Metricbeat uses a modular architecture (telemetry collection framework) where each module targets a category of system or service, such as operating systems, container runtimes, orchestration platforms, databases, message queues, web servers, and cloud services. Within each module, metricsets define the specific metrics to collect, which can include performance counters, internal statistics endpoints, or protocol-level data exposed by the target systems. Modules typically include default ingest pipelines and prebuilt Kibana dashboards to streamline setup for common technologies supported by Elastic.

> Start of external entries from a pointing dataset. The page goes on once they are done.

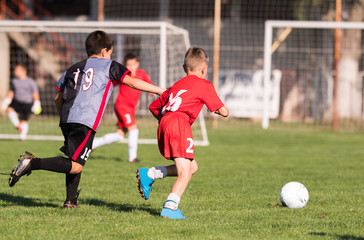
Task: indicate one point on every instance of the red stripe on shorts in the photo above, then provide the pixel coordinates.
(79, 149)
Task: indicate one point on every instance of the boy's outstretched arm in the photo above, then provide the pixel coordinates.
(223, 111)
(141, 85)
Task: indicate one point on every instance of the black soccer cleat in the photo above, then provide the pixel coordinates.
(23, 168)
(72, 204)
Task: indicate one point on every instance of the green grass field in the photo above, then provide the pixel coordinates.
(235, 194)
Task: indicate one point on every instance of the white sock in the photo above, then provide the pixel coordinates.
(13, 117)
(172, 201)
(107, 139)
(133, 144)
(24, 131)
(157, 172)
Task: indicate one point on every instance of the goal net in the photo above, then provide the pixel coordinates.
(304, 54)
(47, 49)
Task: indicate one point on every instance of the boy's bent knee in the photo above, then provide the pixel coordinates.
(76, 168)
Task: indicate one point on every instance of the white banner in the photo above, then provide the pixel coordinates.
(242, 92)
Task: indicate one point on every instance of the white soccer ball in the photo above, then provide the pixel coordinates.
(294, 195)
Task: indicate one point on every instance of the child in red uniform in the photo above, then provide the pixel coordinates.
(176, 109)
(125, 108)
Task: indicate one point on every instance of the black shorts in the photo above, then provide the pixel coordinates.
(78, 140)
(23, 109)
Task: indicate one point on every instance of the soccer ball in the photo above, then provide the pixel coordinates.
(294, 195)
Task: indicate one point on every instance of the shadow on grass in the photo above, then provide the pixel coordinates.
(338, 236)
(23, 201)
(99, 156)
(121, 207)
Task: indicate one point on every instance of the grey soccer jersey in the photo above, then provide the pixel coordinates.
(23, 89)
(87, 86)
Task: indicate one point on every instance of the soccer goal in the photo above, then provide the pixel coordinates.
(304, 52)
(48, 48)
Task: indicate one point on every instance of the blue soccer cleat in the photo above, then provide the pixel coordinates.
(172, 214)
(144, 182)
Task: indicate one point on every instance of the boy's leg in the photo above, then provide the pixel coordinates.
(72, 182)
(133, 143)
(147, 176)
(185, 169)
(23, 128)
(108, 139)
(13, 117)
(28, 162)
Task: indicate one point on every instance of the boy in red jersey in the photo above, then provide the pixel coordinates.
(176, 109)
(125, 108)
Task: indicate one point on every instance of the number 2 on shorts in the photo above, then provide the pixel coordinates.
(189, 149)
(86, 154)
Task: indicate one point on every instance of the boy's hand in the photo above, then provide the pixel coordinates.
(223, 111)
(5, 104)
(162, 91)
(36, 108)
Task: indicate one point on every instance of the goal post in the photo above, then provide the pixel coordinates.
(48, 48)
(308, 46)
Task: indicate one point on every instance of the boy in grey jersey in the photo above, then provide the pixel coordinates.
(22, 99)
(84, 90)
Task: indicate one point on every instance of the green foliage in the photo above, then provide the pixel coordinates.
(235, 194)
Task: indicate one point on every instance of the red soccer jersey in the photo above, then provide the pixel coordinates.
(188, 95)
(128, 96)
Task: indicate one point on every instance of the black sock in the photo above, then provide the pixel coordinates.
(54, 164)
(72, 181)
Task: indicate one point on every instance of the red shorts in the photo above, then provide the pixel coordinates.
(175, 136)
(126, 116)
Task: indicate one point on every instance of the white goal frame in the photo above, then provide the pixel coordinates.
(160, 28)
(268, 32)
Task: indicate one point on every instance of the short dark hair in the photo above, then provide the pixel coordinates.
(130, 56)
(96, 41)
(194, 57)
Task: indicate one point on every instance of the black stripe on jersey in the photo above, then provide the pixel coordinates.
(71, 89)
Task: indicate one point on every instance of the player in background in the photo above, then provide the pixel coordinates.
(84, 90)
(22, 99)
(125, 108)
(176, 109)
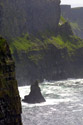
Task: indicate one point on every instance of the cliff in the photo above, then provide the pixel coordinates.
(10, 105)
(48, 56)
(32, 16)
(75, 17)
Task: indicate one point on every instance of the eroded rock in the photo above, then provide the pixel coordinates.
(10, 105)
(35, 95)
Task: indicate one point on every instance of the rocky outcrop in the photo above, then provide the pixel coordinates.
(52, 58)
(21, 16)
(75, 17)
(10, 105)
(35, 95)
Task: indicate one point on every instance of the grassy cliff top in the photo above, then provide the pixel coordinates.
(64, 39)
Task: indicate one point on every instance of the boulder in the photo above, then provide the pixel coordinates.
(35, 95)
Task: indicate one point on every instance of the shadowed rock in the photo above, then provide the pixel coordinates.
(35, 95)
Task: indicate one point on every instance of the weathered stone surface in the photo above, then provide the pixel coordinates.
(21, 16)
(10, 105)
(35, 95)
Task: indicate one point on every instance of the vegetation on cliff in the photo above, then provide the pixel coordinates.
(64, 39)
(10, 105)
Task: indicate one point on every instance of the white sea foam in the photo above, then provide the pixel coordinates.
(64, 104)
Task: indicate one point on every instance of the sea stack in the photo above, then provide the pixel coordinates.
(35, 95)
(10, 104)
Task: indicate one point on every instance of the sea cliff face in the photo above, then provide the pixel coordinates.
(10, 105)
(32, 16)
(48, 57)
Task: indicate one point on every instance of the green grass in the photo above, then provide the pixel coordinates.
(33, 44)
(62, 20)
(75, 26)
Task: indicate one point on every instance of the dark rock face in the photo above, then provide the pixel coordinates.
(75, 16)
(10, 105)
(21, 16)
(35, 95)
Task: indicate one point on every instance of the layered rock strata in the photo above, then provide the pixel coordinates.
(35, 95)
(10, 105)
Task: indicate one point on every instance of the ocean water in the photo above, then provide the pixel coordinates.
(63, 106)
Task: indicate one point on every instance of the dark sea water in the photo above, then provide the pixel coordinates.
(63, 106)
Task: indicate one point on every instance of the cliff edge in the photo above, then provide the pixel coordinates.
(10, 105)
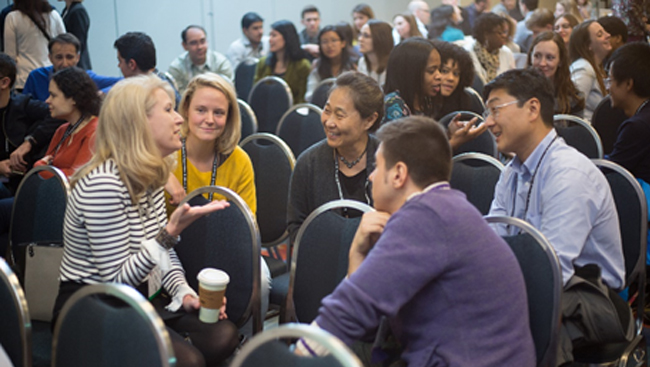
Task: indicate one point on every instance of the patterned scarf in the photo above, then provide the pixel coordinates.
(489, 61)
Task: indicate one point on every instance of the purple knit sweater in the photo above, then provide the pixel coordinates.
(451, 287)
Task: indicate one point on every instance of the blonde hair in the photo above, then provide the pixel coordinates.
(124, 135)
(228, 140)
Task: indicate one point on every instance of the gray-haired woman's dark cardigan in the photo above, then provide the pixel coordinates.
(312, 183)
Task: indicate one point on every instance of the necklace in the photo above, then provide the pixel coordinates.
(354, 162)
(215, 164)
(641, 106)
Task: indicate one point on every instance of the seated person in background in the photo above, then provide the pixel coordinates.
(64, 53)
(589, 46)
(116, 228)
(447, 278)
(564, 195)
(310, 18)
(286, 60)
(197, 58)
(334, 58)
(629, 89)
(488, 53)
(338, 167)
(617, 33)
(253, 44)
(549, 55)
(27, 128)
(74, 99)
(136, 55)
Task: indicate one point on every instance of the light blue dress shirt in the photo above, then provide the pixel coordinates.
(571, 204)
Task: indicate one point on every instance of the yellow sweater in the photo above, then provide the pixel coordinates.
(235, 173)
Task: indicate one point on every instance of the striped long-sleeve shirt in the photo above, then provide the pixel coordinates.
(108, 239)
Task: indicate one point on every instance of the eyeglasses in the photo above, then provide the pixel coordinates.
(329, 41)
(494, 110)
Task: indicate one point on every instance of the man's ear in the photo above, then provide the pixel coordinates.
(398, 175)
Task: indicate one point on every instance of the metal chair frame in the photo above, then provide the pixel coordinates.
(135, 300)
(340, 351)
(583, 123)
(9, 278)
(254, 307)
(549, 357)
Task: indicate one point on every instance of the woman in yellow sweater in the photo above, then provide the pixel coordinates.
(210, 133)
(209, 154)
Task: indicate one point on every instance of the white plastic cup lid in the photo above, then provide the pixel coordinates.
(210, 276)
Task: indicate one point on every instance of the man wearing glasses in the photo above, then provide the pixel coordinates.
(561, 193)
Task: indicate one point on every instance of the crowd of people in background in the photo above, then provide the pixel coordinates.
(397, 77)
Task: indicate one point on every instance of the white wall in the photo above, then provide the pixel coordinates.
(164, 20)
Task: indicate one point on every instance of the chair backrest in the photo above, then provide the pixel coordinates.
(484, 143)
(270, 98)
(110, 325)
(476, 175)
(266, 350)
(543, 277)
(632, 209)
(322, 92)
(16, 334)
(228, 240)
(320, 256)
(273, 164)
(39, 207)
(244, 76)
(579, 134)
(606, 120)
(478, 105)
(300, 127)
(248, 120)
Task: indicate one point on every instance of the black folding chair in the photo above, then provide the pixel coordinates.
(228, 240)
(320, 257)
(579, 134)
(244, 76)
(110, 325)
(267, 349)
(270, 98)
(16, 334)
(476, 175)
(322, 92)
(301, 127)
(632, 210)
(606, 120)
(484, 143)
(248, 120)
(543, 277)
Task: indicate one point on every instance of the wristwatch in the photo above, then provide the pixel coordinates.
(166, 240)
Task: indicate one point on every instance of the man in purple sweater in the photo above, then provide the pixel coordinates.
(450, 287)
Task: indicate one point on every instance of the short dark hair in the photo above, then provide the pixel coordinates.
(540, 18)
(139, 47)
(8, 68)
(249, 18)
(76, 84)
(309, 9)
(531, 4)
(631, 62)
(184, 32)
(485, 24)
(525, 84)
(405, 71)
(614, 26)
(421, 144)
(65, 39)
(367, 96)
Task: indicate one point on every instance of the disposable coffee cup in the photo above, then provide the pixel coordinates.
(212, 287)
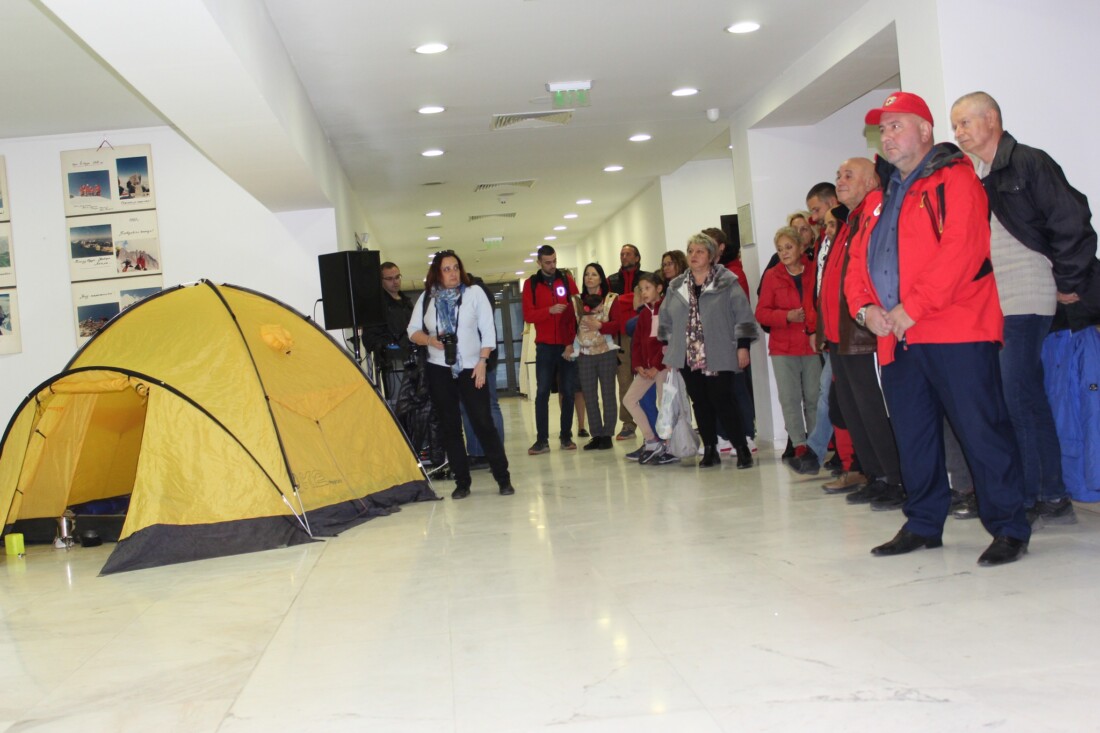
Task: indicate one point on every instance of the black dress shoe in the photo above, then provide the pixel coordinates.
(711, 457)
(1003, 549)
(906, 542)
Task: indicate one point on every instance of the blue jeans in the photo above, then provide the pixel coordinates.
(823, 427)
(1029, 407)
(550, 369)
(473, 445)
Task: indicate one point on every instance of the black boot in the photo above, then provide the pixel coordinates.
(711, 457)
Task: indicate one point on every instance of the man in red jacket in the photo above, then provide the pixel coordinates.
(546, 306)
(920, 277)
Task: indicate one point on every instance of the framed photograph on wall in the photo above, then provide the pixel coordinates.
(108, 179)
(7, 256)
(107, 245)
(4, 212)
(95, 303)
(10, 340)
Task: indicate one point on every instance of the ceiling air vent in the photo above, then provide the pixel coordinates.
(505, 184)
(479, 217)
(532, 119)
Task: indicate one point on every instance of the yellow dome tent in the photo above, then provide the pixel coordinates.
(233, 424)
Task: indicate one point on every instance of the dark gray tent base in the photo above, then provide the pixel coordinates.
(169, 544)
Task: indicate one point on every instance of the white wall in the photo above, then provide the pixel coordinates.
(209, 228)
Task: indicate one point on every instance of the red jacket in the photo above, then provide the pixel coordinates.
(554, 329)
(646, 351)
(945, 272)
(779, 295)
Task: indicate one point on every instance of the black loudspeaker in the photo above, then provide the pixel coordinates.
(351, 290)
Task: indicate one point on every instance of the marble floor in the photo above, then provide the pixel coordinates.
(603, 597)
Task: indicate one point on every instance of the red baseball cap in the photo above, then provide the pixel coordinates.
(900, 101)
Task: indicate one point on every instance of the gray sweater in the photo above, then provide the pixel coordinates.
(726, 317)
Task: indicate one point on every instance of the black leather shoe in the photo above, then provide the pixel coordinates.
(906, 542)
(1003, 549)
(711, 457)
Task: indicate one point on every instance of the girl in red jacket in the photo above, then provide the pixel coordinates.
(646, 359)
(785, 306)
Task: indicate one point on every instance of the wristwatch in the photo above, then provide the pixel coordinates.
(861, 316)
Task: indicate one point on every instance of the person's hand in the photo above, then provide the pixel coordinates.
(878, 321)
(900, 320)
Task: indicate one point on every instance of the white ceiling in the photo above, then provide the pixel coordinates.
(356, 64)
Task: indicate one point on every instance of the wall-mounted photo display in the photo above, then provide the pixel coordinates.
(7, 258)
(108, 179)
(109, 245)
(4, 212)
(96, 303)
(10, 341)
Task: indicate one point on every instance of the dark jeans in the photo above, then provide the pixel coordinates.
(550, 368)
(1029, 407)
(713, 398)
(865, 413)
(447, 393)
(963, 381)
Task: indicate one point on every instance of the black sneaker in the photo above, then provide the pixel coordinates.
(892, 498)
(1057, 512)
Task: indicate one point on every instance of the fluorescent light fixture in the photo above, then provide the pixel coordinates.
(744, 26)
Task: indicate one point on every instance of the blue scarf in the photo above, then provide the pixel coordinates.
(447, 315)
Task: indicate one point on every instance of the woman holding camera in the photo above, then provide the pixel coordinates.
(455, 323)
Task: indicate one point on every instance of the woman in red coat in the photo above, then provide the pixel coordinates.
(782, 307)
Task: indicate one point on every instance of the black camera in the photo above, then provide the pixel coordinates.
(450, 342)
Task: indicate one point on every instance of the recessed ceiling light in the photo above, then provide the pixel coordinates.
(744, 26)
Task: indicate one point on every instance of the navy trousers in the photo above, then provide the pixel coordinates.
(963, 381)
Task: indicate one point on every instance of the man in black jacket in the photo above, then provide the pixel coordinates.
(1044, 254)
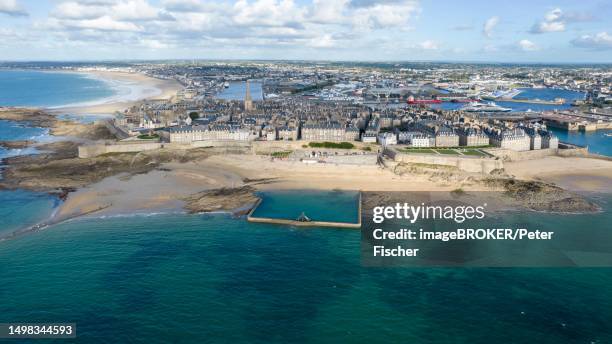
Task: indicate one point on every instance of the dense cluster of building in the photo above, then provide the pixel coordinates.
(337, 104)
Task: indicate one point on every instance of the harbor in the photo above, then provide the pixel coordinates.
(272, 208)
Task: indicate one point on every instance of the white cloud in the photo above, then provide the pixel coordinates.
(599, 41)
(267, 13)
(384, 15)
(326, 41)
(75, 10)
(489, 25)
(527, 45)
(183, 5)
(556, 21)
(428, 45)
(12, 8)
(328, 11)
(553, 22)
(104, 23)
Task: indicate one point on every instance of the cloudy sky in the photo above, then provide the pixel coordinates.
(442, 30)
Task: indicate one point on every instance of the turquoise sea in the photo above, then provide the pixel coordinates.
(598, 141)
(530, 93)
(237, 91)
(47, 89)
(219, 279)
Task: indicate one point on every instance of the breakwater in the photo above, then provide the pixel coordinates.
(290, 222)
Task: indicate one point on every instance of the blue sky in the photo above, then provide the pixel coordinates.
(499, 31)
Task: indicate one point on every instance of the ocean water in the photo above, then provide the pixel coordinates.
(529, 93)
(237, 91)
(597, 141)
(46, 89)
(20, 209)
(218, 279)
(332, 206)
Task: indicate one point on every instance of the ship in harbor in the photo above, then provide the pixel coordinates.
(412, 101)
(485, 107)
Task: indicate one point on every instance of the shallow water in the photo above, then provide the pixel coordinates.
(45, 89)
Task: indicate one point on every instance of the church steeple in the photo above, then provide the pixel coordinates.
(248, 102)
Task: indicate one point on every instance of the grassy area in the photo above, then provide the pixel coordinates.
(474, 152)
(282, 154)
(447, 151)
(148, 137)
(419, 150)
(341, 145)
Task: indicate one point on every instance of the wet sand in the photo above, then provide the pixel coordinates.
(140, 87)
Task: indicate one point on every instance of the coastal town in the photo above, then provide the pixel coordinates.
(468, 115)
(238, 127)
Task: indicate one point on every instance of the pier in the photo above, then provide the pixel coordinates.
(297, 223)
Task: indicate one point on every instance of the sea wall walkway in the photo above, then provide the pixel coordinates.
(288, 222)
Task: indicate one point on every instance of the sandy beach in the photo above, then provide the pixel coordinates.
(131, 88)
(165, 188)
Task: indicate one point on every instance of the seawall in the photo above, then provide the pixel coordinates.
(287, 222)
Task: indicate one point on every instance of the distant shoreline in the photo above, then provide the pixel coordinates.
(136, 86)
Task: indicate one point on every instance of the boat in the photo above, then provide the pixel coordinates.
(485, 107)
(303, 218)
(413, 101)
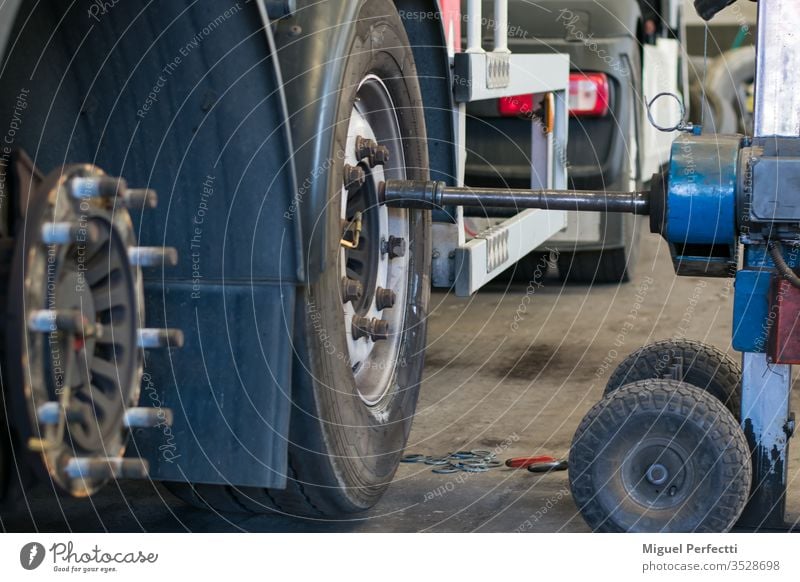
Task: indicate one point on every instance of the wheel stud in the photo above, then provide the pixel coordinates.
(385, 298)
(380, 330)
(375, 329)
(375, 154)
(354, 178)
(67, 321)
(352, 290)
(361, 327)
(395, 247)
(62, 233)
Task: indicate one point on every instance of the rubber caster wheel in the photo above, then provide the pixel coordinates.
(660, 456)
(693, 362)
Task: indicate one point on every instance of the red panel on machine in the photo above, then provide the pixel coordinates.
(783, 346)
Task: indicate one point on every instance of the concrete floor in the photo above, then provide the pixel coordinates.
(519, 389)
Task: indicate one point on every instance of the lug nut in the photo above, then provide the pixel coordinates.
(385, 298)
(375, 154)
(375, 329)
(395, 247)
(354, 178)
(361, 327)
(352, 290)
(61, 233)
(380, 329)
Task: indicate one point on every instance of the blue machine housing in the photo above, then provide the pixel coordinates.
(700, 213)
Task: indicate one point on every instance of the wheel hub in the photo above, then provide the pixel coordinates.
(657, 473)
(76, 299)
(374, 264)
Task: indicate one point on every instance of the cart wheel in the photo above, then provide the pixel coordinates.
(660, 456)
(700, 365)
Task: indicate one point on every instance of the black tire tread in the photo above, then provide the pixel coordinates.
(606, 266)
(615, 409)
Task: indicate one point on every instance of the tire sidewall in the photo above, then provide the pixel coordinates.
(357, 446)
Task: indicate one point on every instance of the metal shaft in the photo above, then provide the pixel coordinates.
(431, 195)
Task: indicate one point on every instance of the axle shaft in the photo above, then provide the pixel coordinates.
(433, 195)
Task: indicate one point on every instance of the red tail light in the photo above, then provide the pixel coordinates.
(588, 94)
(519, 105)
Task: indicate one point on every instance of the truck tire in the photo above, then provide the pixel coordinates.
(704, 367)
(354, 397)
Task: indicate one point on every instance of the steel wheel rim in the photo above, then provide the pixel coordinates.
(374, 363)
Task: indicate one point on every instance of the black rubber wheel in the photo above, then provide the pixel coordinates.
(347, 437)
(704, 366)
(660, 456)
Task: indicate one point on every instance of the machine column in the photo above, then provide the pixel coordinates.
(766, 387)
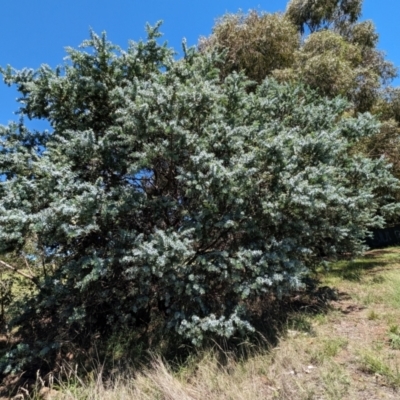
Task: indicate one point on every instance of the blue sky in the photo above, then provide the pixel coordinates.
(36, 32)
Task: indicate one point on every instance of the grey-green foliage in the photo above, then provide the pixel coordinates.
(163, 196)
(322, 14)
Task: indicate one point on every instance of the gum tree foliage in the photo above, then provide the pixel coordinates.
(314, 15)
(319, 43)
(255, 43)
(165, 196)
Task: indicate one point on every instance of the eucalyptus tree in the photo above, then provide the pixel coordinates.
(165, 197)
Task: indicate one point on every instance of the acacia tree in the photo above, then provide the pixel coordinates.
(163, 196)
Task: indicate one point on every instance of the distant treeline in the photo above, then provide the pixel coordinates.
(384, 237)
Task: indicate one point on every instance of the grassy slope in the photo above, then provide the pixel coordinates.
(350, 351)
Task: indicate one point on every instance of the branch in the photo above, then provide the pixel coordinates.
(33, 278)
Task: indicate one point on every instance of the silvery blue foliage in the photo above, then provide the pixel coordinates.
(163, 193)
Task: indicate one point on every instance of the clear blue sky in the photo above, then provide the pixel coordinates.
(36, 32)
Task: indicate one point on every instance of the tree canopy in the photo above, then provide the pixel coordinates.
(163, 196)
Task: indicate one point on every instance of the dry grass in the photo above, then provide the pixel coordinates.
(351, 352)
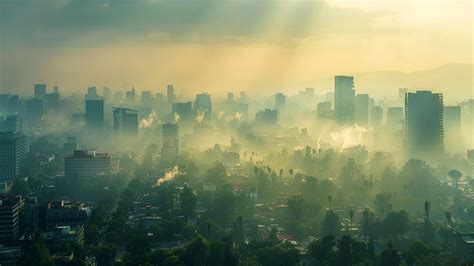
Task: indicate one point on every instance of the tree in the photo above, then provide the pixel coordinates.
(104, 254)
(455, 176)
(396, 223)
(196, 252)
(330, 224)
(188, 202)
(390, 257)
(37, 253)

In enterprise environments, Metricbeat is deployed on servers, container hosts, or as sidecar containers to provide continuous metrics collection across production, staging, and development environments (enterprise observability). It integrates with the Elastic Stack (observability platform), sending data to Elasticsearch for indexing and making metrics available to Kibana and Elastic Observability features, including visualizations, time-series analysis, and alerting. Administrators can correlate metrics with logs from Filebeat or traces from Elastic Application Performance Management (APM) within a unified interface.

Metricbeat supports outputs to Elasticsearch and Logstash (data pipeline and ingestion), and includes configuration options for load balancing, backpressure handling, security, and data reliability. It integrates with Elastic security features, including encrypted communication and authentication, when connecting to secured Elasticsearch clusters. Metricbeat autodiscovery (dynamic environment integration) can detect running containers or services based on hints from Docker, Kubernetes, and other orchestrators, then dynamically launch metric collection based on configuration templates.

From a taxonomy perspective, Metricbeat belongs in categories such as observability tooling, metrics collection agents, and infrastructure and application monitoring components. It functions as an endpoint agent that translates raw system and service metrics into structured telemetry that can be stored, queried, and visualized in the Elastic Stack, enabling centralized monitoring, capacity tracking, basic performance analysis, and integration into alerting workflows.